In the 2022 Speed Chess Championship Nihal defeated Anish Giri 15.0–14.0 and Ding Liren 17.0–9.0 to reach the Semifinals where he lost to Hikaru Nakamura 10.5–14.5. In the match against World No. 2 Ding Liren, Nihal won praise for his sportsmanship when he resigned in three moves against after the Chinese player lost the previous game due to poor internet connection.

For the first time, Nihal broke into the 2700 barrier in live rating after he won with the black pieces against GM Paulius Pultinevicius in Round 2 of the European Chess Club Cup in 2023.

In March 2025, Nihal won the Tashkent Open with an unbeaten score of 8/10. In May, he finished 2nd at Asian Individual Chess Championships 2025, scoring 7 points.

In July–August 2025, Nihal represented S8UL Esports at the inaugural 2025 Esports World Cup – Chess in Riyadh. He earned his place in the 16-player main event through the Last Chance Qualifier, defeating Andrey Esipenko in the winners' bracket to become the first of four players to qualify from a field of more than 135 entrants. After an opening-day loss to Arjun Erigaisi in the group stage, he won successive lower-bracket matches against Anish Giri and Maxime Vachier-Lagrave to reach the quarterfinals, where he was defeated 2.5–0.5 by eventual champion Magnus Carlsen.
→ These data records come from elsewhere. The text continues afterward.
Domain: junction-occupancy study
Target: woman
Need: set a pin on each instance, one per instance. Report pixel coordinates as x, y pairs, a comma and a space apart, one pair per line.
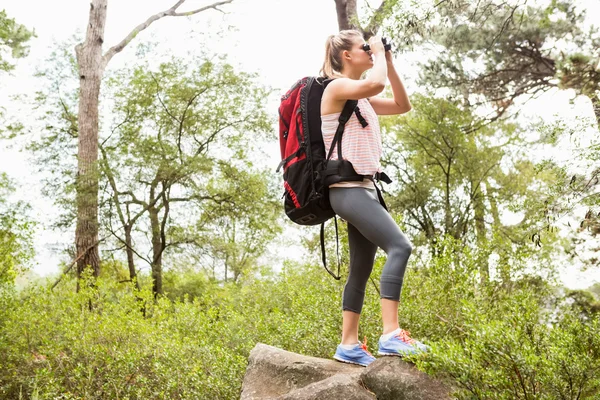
369, 224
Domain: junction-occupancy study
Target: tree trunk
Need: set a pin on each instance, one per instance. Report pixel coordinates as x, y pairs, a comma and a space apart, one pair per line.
347, 15
91, 69
479, 210
346, 12
503, 259
596, 105
130, 259
157, 250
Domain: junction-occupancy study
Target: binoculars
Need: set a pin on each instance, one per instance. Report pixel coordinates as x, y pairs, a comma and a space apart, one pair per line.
387, 46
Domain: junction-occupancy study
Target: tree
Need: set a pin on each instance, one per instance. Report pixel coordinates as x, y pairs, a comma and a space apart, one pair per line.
458, 185
16, 249
493, 52
169, 160
92, 63
13, 39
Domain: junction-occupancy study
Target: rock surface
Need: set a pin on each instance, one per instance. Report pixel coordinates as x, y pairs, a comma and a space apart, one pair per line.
276, 374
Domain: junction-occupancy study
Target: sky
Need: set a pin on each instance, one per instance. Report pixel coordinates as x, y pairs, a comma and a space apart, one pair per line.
281, 40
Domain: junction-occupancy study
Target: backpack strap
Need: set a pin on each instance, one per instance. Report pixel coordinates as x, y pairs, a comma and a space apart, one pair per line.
349, 108
338, 277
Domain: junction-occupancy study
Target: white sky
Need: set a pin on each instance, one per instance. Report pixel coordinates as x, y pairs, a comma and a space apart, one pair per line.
282, 40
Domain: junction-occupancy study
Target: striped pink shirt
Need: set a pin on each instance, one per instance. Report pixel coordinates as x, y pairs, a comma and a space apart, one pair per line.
361, 146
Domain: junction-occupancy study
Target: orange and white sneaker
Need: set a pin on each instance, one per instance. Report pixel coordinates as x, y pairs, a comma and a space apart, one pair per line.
359, 354
399, 343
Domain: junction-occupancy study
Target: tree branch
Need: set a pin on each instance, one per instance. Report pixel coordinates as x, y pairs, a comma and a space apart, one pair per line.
172, 12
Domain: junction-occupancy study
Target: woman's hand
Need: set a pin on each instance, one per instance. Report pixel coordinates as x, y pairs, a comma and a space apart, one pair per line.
376, 45
389, 57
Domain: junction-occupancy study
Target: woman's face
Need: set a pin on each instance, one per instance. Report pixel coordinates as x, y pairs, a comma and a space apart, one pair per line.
359, 58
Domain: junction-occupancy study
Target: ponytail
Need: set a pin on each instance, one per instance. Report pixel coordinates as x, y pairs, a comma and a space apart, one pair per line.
335, 44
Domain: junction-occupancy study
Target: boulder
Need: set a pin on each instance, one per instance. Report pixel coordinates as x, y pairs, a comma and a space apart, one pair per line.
276, 374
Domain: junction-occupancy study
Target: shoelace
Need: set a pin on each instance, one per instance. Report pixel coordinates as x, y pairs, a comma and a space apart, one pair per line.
363, 345
405, 337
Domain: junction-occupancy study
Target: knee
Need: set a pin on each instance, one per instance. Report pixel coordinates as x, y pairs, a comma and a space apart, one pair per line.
402, 249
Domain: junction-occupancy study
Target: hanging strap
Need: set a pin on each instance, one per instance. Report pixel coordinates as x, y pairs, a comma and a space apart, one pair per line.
343, 119
338, 277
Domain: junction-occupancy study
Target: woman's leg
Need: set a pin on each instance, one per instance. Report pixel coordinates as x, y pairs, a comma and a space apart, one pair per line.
360, 207
362, 256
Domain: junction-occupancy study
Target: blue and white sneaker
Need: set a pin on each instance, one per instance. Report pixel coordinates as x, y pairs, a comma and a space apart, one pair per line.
401, 344
359, 354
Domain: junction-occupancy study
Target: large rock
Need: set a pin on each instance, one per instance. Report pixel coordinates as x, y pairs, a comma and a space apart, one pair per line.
275, 374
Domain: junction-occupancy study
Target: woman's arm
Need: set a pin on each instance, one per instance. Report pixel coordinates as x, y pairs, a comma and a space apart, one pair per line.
400, 104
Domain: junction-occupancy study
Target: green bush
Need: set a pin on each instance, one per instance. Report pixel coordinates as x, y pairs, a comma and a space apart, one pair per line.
519, 340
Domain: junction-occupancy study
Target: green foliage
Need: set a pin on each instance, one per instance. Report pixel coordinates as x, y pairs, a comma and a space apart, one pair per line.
16, 247
526, 339
13, 38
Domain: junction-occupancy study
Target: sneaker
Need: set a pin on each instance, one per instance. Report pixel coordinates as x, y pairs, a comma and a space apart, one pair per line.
357, 355
401, 344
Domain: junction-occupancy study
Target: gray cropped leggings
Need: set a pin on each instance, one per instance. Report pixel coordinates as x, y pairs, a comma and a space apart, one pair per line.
370, 226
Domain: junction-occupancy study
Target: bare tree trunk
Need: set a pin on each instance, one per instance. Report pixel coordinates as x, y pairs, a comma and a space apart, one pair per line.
596, 105
91, 68
157, 250
347, 15
479, 210
91, 65
130, 259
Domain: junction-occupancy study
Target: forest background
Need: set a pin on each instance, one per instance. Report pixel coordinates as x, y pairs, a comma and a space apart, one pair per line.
168, 191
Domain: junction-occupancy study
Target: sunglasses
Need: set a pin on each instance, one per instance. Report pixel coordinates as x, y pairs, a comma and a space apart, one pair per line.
387, 46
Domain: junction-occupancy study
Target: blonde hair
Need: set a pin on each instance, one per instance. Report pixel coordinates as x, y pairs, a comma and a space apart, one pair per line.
334, 46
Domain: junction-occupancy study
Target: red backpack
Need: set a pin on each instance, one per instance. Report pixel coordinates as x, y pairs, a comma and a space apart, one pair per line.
307, 171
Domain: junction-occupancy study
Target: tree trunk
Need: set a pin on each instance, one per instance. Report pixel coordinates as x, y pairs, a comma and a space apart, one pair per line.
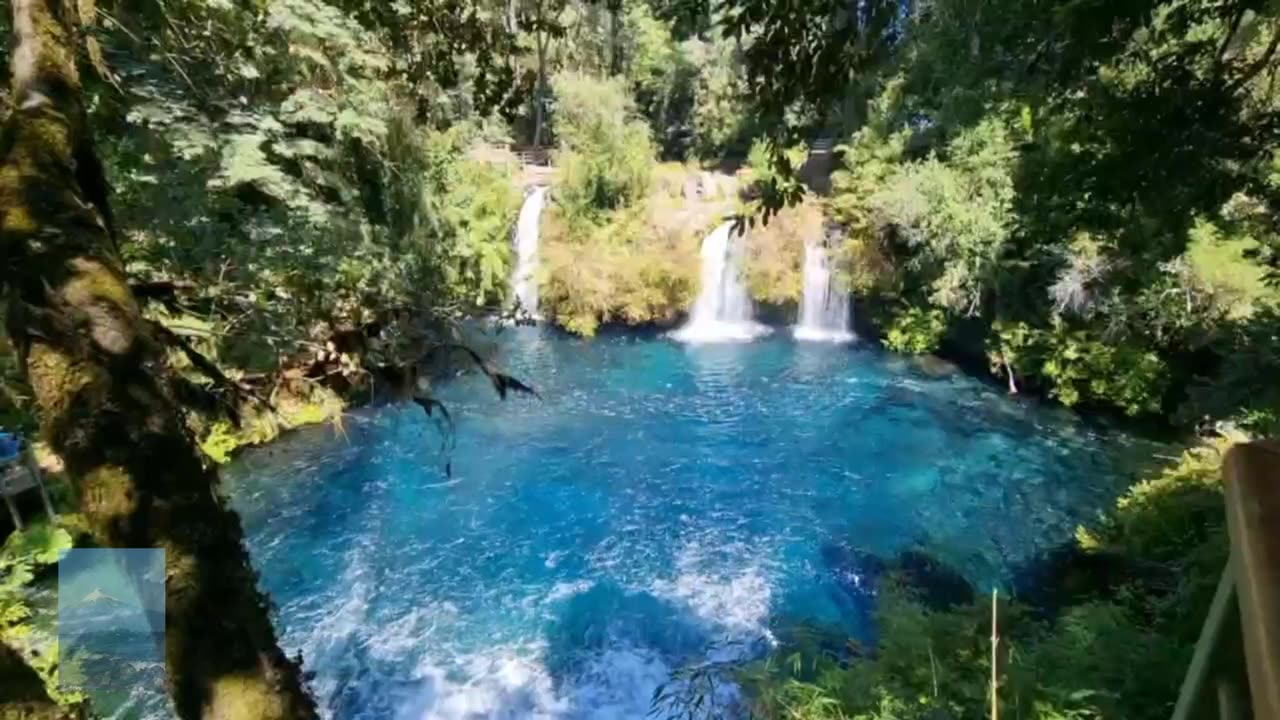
540, 91
615, 39
22, 692
105, 400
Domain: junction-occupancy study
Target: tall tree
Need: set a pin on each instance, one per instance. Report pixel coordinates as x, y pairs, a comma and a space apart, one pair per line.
106, 399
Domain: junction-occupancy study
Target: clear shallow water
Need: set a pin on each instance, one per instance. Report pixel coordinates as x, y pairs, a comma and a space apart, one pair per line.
663, 505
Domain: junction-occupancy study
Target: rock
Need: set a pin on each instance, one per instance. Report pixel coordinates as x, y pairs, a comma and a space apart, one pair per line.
937, 586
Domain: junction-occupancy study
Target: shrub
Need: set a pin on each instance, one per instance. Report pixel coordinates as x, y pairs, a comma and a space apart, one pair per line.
606, 155
635, 268
773, 261
915, 331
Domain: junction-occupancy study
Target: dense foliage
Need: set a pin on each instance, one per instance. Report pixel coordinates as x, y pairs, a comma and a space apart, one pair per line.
1078, 205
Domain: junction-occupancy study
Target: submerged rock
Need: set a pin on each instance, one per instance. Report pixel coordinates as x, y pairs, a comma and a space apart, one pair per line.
936, 584
933, 583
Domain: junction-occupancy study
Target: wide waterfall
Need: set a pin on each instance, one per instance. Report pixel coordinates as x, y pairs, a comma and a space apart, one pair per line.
723, 310
824, 310
526, 251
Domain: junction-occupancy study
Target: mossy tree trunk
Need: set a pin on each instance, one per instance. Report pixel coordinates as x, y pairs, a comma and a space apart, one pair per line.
105, 395
22, 692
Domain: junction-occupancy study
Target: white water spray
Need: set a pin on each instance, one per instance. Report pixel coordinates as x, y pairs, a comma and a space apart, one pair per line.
723, 310
526, 250
824, 310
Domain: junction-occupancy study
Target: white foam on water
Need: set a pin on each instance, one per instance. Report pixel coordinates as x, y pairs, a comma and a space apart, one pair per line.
723, 310
516, 680
824, 308
528, 231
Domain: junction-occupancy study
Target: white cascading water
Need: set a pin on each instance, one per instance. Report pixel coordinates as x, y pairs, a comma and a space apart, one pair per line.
824, 310
526, 251
723, 310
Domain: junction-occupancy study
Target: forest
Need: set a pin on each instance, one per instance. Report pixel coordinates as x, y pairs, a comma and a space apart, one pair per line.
224, 219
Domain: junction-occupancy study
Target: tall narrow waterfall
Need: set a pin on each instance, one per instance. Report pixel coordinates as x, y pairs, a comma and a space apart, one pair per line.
723, 310
526, 251
824, 310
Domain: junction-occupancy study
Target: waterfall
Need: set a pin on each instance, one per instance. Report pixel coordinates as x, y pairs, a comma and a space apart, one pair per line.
526, 250
723, 310
824, 311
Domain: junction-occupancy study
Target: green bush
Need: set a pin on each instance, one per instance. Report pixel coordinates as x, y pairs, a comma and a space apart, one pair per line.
1114, 654
915, 331
1079, 368
606, 156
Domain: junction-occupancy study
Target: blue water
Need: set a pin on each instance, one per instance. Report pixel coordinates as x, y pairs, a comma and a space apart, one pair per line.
663, 505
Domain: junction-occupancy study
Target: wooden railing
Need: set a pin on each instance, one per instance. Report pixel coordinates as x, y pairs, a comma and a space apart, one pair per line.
1235, 669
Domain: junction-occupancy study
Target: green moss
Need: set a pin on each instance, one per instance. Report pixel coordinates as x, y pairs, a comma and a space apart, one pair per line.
222, 440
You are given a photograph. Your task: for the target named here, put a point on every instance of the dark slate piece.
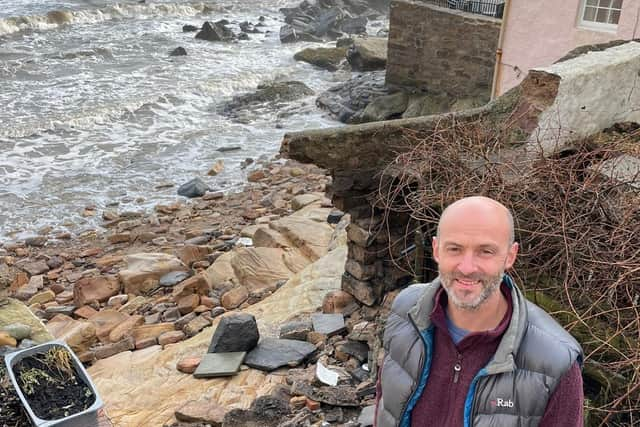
(194, 188)
(173, 278)
(273, 353)
(328, 324)
(357, 349)
(236, 332)
(296, 330)
(219, 364)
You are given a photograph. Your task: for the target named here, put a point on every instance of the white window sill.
(594, 26)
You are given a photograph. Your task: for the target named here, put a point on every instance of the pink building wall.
(539, 32)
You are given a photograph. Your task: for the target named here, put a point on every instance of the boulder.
(268, 93)
(386, 107)
(235, 333)
(105, 321)
(291, 34)
(346, 101)
(215, 32)
(144, 271)
(156, 390)
(198, 411)
(99, 289)
(194, 188)
(322, 57)
(80, 335)
(426, 105)
(273, 353)
(368, 54)
(234, 298)
(179, 51)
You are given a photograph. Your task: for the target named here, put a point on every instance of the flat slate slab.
(328, 324)
(219, 364)
(273, 353)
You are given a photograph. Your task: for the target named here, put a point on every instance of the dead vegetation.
(578, 229)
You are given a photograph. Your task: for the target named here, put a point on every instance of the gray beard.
(490, 285)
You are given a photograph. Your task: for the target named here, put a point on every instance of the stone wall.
(441, 50)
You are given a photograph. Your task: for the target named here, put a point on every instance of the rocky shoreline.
(151, 281)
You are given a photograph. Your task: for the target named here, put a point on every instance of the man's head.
(473, 247)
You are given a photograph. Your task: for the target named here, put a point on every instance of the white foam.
(57, 18)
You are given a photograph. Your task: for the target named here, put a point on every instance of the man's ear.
(511, 256)
(434, 249)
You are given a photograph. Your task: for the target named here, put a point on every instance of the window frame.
(595, 25)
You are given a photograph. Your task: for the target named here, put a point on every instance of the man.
(467, 349)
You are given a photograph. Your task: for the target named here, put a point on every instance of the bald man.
(468, 349)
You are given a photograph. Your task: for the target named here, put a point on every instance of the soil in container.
(12, 413)
(51, 385)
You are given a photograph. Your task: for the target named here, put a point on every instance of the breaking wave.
(87, 118)
(57, 18)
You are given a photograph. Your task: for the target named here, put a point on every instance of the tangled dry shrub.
(578, 229)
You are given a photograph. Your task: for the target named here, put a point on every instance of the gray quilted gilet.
(512, 390)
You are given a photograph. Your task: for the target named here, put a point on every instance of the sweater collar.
(504, 357)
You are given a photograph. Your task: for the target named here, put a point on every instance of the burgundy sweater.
(442, 402)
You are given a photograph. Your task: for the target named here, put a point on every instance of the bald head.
(478, 207)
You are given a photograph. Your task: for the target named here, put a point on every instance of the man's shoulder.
(547, 342)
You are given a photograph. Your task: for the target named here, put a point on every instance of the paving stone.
(219, 364)
(328, 324)
(273, 353)
(366, 416)
(235, 332)
(295, 330)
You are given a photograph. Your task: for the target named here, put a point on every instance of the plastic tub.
(86, 418)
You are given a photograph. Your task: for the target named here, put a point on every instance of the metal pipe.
(496, 69)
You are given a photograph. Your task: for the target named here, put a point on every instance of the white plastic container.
(86, 418)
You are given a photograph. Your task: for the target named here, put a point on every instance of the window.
(601, 13)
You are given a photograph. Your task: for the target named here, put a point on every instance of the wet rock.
(34, 268)
(206, 412)
(95, 289)
(7, 340)
(194, 188)
(173, 278)
(195, 325)
(170, 337)
(328, 324)
(189, 28)
(189, 364)
(347, 101)
(295, 330)
(19, 331)
(367, 416)
(331, 395)
(216, 31)
(144, 270)
(386, 107)
(36, 241)
(179, 51)
(217, 167)
(322, 57)
(235, 297)
(270, 94)
(248, 27)
(272, 353)
(368, 54)
(235, 332)
(109, 350)
(357, 349)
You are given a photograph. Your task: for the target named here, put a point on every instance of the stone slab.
(219, 364)
(328, 324)
(273, 353)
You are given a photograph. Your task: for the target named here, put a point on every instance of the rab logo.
(501, 403)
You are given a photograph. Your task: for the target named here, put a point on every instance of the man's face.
(472, 252)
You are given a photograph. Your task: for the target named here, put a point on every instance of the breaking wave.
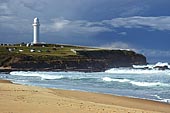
(43, 75)
(142, 84)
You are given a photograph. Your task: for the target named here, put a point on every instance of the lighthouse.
(36, 26)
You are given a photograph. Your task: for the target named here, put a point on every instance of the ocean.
(137, 82)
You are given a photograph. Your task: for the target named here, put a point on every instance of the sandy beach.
(15, 98)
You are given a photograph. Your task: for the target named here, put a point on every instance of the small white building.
(36, 30)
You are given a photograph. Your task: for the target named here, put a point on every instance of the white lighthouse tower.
(36, 31)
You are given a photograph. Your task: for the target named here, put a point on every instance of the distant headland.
(38, 56)
(56, 57)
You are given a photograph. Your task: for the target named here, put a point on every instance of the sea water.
(134, 82)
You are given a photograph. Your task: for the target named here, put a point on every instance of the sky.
(139, 25)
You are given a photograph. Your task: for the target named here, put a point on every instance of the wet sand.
(15, 98)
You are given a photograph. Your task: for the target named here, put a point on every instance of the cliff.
(79, 59)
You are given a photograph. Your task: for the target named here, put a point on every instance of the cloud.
(157, 23)
(76, 26)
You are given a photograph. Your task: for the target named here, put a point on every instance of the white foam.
(151, 66)
(108, 79)
(133, 71)
(148, 84)
(142, 84)
(43, 75)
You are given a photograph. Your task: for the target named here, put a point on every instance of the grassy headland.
(65, 57)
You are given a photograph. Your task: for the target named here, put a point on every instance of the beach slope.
(16, 98)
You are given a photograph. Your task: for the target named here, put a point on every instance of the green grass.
(52, 50)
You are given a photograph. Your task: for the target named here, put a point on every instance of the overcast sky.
(141, 25)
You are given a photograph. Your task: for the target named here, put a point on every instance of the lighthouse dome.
(36, 20)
Nihal's quarterfinal finish earned him $85,000 in prize money from the tournament's $1.5 million prize pool.

In January 2026, Nihal won the Tata Steel Chess India 2026 Rapid Open in Kolkata with a score of 6½/9.

In April 2026, Sarin won the Menorca Open 2026, scoring 6/10.

In June 2026, Sarin won the Bullet Chess Championship, hosted by Chess.com. After losing to Alireza Firouzja in the winners' bracket, he advanced through the losers' bracket to earn a rematch in the Grand Final. As Firouzja had reached the final undefeated, the double-elimination format required Sarin to defeat him in two consecutive matches. Sarin won the bracket-reset match by a score of 15.5–7.5 and then the deciding championship match by 9.5–5.5 to claim his first Bullet Chess Championship title. Across both matches, he recorded a 15-game winning streak, including the final ten games of the bracket-reset match and the opening five games of the deciding match.

In August 2026, Nihal again reached the quarterfinals of the 2026 Esports World Cup – Chess (having qualified via the Champions Chess Tour 2025–2026) in Paris, representing S8UL Esports. He progressed through the lower bracket with wins over Wei Yi and Jan-Krzysztof Duda. He was eliminated 2.5–0.5 by defending champion Magnus Carlsen in a rematch of the previous year's quarterfinal, finishing in the top eight and earning $75,000 in prize money.

== Training ==
Nihal's first coach was Mathew P. Joseph Pottoore, a chess coach at his school. Nirmal E P, the Kerala State Champion, started training Nihal when he was eight years old.

Nihal was trained by Dimitri Komarov from 2013 to 2019. He was also trained by Srinath Narayanan from 2016 to 2022. Since late 2020, Nihal is also trained by Viswanathan Anand as part of the WestBridge-Anand Chess Academy. He started working with GM Vishnu Prasanna V.